Pending release of official figures, visitor arrivals and consumer spending were likely to have stayed elevated in May and June, boosted by the two-month-long Great Singapore Sale which started on 27 May, as well as Singapore’s hosting of several major events, including Singapore Maritime Week 2011, CommunicAsia 2011 and BroadcastAsia 2011.

This spirited retail scene continued to nourish retailers’ confidence and encouraged them to open new stores or source for expansion opportunities in 2Q 2011.

For instance, Japanese clothing chain Uniqlo strengthened its foothold in Singapore with the opening of a new 10,000 sq ft outlet at VivoCity in the Harbourfront locality in late April, and another 13,300 sq ft store at Causeway Point in Woodlands in May. This brought Uniqlo’s total store tally in Singapore to five as of 2Q 2011. The retailer plans to open another three outlets, with hopes of opening an outlet in the Jurong area, although it does not rule out the possibility of opening more stores in the Central Business District.

According to Colliers International’s research, prime retail rents in good quality malls on Orchard Road held steady at the past six quarters’ level of $38.50 per sq ft per month.
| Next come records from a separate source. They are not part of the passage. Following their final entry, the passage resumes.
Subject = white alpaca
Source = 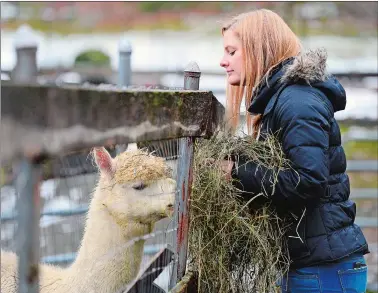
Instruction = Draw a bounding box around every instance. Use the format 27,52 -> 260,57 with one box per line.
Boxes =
1,148 -> 176,293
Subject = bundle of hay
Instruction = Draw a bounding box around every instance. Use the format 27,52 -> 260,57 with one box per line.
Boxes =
189,134 -> 290,293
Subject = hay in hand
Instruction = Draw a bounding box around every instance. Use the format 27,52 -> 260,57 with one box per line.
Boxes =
189,134 -> 289,293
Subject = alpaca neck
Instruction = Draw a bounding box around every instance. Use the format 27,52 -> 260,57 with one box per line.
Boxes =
70,193 -> 151,292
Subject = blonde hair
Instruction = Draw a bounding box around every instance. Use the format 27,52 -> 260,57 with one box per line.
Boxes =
222,9 -> 302,137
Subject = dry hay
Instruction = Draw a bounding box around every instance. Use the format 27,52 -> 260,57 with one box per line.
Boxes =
189,134 -> 296,293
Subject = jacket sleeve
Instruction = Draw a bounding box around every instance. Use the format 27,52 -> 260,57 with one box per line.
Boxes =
232,91 -> 330,207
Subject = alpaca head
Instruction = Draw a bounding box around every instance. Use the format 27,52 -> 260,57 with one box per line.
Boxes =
93,147 -> 176,226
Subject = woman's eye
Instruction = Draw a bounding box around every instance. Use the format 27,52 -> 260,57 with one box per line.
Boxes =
131,181 -> 147,190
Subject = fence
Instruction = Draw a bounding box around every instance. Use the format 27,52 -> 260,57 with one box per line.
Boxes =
1,25 -> 223,292
1,25 -> 378,292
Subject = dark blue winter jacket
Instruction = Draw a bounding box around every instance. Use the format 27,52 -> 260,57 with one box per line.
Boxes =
233,50 -> 369,267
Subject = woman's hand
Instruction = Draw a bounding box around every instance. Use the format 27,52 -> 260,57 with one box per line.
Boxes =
220,160 -> 235,180
205,158 -> 235,180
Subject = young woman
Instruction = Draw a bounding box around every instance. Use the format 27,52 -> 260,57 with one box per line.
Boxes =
220,9 -> 369,293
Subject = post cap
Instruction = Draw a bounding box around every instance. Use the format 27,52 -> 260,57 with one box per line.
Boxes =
13,24 -> 38,49
118,37 -> 132,53
184,61 -> 201,73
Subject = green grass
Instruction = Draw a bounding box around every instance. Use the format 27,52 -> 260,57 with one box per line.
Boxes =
3,19 -> 189,35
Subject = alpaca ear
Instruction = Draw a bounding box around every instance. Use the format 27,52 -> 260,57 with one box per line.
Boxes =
93,147 -> 114,178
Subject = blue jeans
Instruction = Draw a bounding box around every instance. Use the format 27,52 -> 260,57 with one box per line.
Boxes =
281,255 -> 367,293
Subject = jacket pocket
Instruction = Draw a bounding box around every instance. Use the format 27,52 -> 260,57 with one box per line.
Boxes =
338,265 -> 367,293
287,211 -> 310,261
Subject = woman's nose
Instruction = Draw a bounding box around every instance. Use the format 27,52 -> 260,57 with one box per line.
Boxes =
219,59 -> 228,67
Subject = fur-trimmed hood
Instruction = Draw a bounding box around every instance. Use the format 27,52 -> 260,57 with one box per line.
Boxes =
248,48 -> 346,114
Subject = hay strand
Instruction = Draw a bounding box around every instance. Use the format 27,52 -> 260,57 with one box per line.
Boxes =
189,133 -> 290,293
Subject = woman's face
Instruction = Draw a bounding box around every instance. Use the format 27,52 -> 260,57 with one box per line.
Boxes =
220,29 -> 243,85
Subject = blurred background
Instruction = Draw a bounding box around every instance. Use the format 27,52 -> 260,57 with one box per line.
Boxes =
1,1 -> 378,292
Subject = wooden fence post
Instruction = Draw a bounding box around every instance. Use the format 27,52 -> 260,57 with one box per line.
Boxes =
11,25 -> 38,83
116,37 -> 132,155
15,157 -> 42,293
170,62 -> 201,289
118,37 -> 132,87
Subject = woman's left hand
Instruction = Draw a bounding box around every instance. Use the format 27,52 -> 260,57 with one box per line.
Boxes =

Likewise, the average monthly gross rents for similar quality space in the Regional Centres remained unchanged at the previous quarter’s level of $33.60 per sq ft per month as of 2Q 2011.
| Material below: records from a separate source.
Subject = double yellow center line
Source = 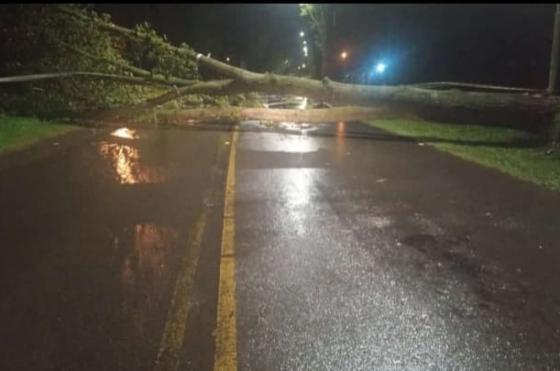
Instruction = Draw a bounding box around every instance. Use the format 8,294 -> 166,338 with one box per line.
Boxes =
214,130 -> 239,371
154,130 -> 239,371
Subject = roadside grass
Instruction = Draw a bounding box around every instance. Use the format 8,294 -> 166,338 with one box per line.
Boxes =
367,120 -> 560,191
0,116 -> 78,154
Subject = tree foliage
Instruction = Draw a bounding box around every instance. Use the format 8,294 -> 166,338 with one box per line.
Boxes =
0,5 -> 198,116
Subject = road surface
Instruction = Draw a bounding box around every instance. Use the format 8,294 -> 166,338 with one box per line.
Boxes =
0,122 -> 560,370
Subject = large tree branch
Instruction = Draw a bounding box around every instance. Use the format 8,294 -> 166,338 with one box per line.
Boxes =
60,42 -> 197,86
0,72 -> 186,86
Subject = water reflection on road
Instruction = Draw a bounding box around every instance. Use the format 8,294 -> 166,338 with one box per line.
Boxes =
99,128 -> 165,184
120,223 -> 178,337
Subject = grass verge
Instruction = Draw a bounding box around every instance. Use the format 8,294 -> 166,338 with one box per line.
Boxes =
0,116 -> 78,154
367,120 -> 560,191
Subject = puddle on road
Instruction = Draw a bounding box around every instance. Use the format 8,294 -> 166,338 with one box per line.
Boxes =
99,142 -> 165,184
115,223 -> 179,369
111,128 -> 139,139
121,224 -> 178,332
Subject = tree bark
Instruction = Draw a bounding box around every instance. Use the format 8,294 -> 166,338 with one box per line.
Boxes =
548,4 -> 560,94
13,7 -> 560,132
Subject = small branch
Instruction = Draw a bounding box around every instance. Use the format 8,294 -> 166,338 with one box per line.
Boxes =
60,42 -> 197,86
0,72 -> 177,86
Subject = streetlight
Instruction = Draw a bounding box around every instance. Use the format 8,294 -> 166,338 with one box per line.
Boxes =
375,62 -> 387,74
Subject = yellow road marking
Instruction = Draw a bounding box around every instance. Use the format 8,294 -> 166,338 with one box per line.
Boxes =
214,130 -> 238,371
154,206 -> 208,371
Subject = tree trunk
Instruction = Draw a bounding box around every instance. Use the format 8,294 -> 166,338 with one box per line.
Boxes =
6,4 -> 560,130
548,4 -> 560,94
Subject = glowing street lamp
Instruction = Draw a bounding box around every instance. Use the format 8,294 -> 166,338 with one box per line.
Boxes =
375,62 -> 387,74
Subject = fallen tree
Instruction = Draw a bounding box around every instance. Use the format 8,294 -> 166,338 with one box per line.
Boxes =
0,5 -> 560,140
As such, in spite of the substantial retail space supply already in the pipeline, the resilience in retail rents, coupled with developers’ optimism about the mid-term prospects of the retail property market, saw them proposing retail components in their development concepts for two mixed-use Government land sites in Paya Lebar and Jurong East that were successfully awarded in 2Q 2011.

A consortium comprising Low Keng Huat, Guthrie Properties and Sun Venture won a commercial land parcel in Paya Lebar Central in a state land tender in April, of which at least 80% of the total gross floor area (GFA) of 671,450 sq ft must be for office use. The developers had indicated that the remaining 20% or about 134,290 sq ft would be retail space.
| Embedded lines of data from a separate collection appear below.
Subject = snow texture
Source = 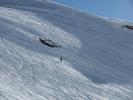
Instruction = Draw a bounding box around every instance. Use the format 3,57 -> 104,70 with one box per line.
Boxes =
0,0 -> 133,100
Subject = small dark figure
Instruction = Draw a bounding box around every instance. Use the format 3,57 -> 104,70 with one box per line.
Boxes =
60,57 -> 63,62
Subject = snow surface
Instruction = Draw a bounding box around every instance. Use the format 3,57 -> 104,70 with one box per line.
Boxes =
0,0 -> 133,100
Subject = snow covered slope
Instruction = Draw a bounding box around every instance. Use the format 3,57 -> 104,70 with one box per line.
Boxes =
0,0 -> 133,100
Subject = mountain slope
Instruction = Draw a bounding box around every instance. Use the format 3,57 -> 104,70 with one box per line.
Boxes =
0,0 -> 133,100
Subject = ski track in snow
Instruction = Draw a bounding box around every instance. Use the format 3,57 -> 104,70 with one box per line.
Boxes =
0,0 -> 133,100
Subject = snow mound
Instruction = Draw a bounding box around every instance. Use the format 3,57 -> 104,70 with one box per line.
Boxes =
0,0 -> 133,100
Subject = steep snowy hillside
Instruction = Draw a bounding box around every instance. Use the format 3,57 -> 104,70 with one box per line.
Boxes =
0,0 -> 133,100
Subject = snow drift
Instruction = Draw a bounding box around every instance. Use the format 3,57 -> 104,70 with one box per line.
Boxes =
0,0 -> 133,100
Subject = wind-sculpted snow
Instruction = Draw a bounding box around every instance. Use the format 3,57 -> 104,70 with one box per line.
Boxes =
0,0 -> 133,100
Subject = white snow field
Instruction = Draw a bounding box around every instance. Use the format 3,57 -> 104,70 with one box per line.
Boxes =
0,0 -> 133,100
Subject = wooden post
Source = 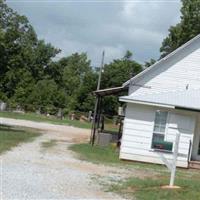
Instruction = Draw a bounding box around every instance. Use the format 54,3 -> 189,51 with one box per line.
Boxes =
90,51 -> 105,146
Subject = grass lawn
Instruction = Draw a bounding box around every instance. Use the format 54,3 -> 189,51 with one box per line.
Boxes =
0,125 -> 41,154
0,112 -> 91,129
41,140 -> 57,149
70,144 -> 200,200
69,143 -> 165,170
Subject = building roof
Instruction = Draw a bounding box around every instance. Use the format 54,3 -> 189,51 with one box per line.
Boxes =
94,86 -> 128,96
120,89 -> 200,111
123,34 -> 200,86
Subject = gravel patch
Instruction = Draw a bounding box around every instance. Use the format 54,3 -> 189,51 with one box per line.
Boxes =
0,118 -> 124,200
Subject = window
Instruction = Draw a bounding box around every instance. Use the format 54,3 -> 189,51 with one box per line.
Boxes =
152,110 -> 172,151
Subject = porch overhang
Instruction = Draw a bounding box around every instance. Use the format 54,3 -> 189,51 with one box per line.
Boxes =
93,86 -> 128,97
119,96 -> 200,112
119,96 -> 175,109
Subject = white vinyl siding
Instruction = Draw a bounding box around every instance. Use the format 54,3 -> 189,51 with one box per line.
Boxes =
129,39 -> 200,96
120,103 -> 195,167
Over in the West, CapitaMalls Asia, CapitaMall Trust and CapitaLand were jointly awarded a Government land site next to the Jurong East Mass Rapid Transit Station in May. The consortium plans to develop a 25-storey retail and office project on the site, with 60% of the maximum permission GFA of 957,780 sq ft or 574,668 sq ft for retail use. The new mall, expected to open in 4Q 2013, is likely to take up five levels and would be positioned as a family and lifestyle mall with mini anchor tenants.

Together with these two developments, there are a total estimated 4.7 million sq ft of retail space completing from 2011 (full year) to 2015. This translates into an annual supply of 937,110 sq ft of retail space, although this is substantially lower than supply levels seen in 2009 and 2010, which averaged about 2.4 million sq ft per year.

And with only about 12.0% of the total estimated upcoming supply expected to be located within the Orchard Road submarket, there is potential for rents of prime retail space on Singapore’s premier shopping district to continue to hold steady or even register some upside, as demand for space is expected to be supported by the anticipated tourism growth and positive economic prospects.

On the other hand, the substantial supply of space entering the Regional Centres/suburban areas, coupled with tenants’ resistance towards further rental upside in light that rents are not far from Orchard Road’s levels, is expected to put a lid on rental growth. As such, this could keep rents in the Regional Centres relatively stable at current levels for the rest of the year.